知らずうちに、足を進める速度が速くなる。ようやくして池に到着したとき、以前家族と一緒に行った天然温泉の湯船くらいの広さはある池が姿を現した。遠目からでも知れるほど、月の光を反射しながらも底が見えるほど透き通っていた。池の周りには草が生えている。草も水もぴったりと静止し、暗い空と月を切り取って水面に浮かべているようだった。ちょうど藻が生えているところに、女性は足を垂らして腰をかけていた。歌っていることを除けば、生きているのかどうかも疑わしいほど動かない。
華奢なうなじに、細い手足。防塵マスクもしないで、長そでの白いワンピースをふんわりと着こなしている。女性らしく柔らかなその衣服とは反対に、短く切りそろえられた髪型が、彼女の力強さと媚のない心持ちを表しているようだった。

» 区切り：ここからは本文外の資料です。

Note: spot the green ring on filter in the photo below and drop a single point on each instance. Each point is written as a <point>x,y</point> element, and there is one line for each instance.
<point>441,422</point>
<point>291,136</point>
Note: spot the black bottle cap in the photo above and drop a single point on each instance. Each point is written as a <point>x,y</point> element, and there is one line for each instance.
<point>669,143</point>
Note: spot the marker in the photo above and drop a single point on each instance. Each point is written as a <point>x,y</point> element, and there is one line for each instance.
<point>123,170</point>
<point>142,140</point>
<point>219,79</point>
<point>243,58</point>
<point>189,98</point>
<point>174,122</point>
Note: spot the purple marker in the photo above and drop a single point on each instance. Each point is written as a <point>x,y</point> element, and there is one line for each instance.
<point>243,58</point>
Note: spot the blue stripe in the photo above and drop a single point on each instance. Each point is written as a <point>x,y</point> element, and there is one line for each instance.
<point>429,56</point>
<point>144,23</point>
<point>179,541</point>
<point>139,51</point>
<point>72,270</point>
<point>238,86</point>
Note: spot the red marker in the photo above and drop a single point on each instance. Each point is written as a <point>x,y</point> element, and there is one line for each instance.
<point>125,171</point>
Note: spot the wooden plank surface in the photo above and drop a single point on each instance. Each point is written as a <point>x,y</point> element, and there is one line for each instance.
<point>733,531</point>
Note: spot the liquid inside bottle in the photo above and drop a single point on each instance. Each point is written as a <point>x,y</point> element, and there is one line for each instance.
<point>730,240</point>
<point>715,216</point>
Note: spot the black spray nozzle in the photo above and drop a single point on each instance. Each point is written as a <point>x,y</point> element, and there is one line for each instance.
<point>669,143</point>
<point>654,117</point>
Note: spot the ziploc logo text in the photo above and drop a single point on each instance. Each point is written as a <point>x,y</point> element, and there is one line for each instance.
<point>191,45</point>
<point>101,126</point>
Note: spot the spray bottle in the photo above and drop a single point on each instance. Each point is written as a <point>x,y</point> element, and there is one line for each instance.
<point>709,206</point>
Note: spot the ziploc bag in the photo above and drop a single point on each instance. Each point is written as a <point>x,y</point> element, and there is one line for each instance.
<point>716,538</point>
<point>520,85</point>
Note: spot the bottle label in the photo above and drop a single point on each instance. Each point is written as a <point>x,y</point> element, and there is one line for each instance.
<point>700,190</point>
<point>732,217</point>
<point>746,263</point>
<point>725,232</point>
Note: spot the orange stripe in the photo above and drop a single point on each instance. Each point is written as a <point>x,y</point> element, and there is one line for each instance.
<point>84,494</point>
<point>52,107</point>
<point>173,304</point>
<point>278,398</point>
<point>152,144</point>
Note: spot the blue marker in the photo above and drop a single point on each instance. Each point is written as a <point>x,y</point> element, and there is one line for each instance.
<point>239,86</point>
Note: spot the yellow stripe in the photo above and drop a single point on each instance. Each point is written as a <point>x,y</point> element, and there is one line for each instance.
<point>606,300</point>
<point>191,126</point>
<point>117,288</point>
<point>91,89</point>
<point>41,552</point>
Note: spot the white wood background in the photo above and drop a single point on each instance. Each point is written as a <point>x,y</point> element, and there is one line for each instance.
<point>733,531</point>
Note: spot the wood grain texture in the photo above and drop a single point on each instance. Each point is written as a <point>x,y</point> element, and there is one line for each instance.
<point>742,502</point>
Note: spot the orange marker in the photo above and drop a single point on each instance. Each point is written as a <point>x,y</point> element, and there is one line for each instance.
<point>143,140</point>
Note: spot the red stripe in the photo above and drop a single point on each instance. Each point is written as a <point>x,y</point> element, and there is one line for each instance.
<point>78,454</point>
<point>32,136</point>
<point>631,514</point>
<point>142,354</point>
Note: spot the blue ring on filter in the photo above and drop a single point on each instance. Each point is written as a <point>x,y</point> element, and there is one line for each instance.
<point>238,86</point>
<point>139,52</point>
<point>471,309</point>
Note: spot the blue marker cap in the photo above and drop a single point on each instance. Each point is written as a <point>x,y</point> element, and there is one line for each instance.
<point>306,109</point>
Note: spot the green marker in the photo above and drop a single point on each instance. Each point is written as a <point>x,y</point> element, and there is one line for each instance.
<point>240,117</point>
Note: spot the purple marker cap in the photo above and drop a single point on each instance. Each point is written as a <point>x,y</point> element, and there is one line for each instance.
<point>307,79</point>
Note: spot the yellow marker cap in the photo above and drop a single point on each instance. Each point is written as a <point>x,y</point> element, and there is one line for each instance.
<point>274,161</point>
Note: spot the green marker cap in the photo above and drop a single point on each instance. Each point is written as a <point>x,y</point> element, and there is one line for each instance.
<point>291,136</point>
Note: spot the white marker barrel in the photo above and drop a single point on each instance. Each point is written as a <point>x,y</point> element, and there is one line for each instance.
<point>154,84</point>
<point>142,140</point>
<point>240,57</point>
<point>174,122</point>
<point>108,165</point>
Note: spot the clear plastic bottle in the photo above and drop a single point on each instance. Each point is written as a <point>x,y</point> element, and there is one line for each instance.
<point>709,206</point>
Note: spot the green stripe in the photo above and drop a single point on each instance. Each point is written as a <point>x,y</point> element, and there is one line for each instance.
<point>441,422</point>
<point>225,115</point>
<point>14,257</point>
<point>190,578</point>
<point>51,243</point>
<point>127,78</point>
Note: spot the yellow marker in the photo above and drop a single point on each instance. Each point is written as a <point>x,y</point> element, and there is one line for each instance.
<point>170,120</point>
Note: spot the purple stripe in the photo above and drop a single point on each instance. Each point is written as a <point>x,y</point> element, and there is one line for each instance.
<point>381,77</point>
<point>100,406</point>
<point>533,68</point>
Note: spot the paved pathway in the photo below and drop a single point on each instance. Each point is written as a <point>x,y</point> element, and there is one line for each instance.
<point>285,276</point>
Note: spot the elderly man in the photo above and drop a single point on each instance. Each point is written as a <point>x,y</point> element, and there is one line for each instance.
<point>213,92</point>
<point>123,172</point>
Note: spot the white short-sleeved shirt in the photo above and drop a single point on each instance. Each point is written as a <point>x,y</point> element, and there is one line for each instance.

目をつむったまま歌っているせいか、彼女は俺に気づかない。
どうしたものだろうか。
一抹の不安すら感じていないような彼女の表情を見ていると、声をかけるのも憚られる。とても気持ちよさそうな歌声だ。いい夢を見ながら眠っているときは、目覚めがどれほど邪魔なものか知っている。彼女は歌っているのだから、起きている。けれど、妨げられることを好しとしないのではと思った俺は、彼女から一番遠いところでゆっくり腰を折る。本音を言えば、自分がまだこの歌声を聴いていたい。それだけだった。
音を出さないよう慎重に水面に水筒を近づける。だが、空気と一緒に入ってきた水は、ごぽごぽと場違いな音で空気を震わせた。
ひやりとして顔を上げると同時に、歌が止まる。
彼女を見ると、閉じていた目を開け、じっとこちらを見つめていた。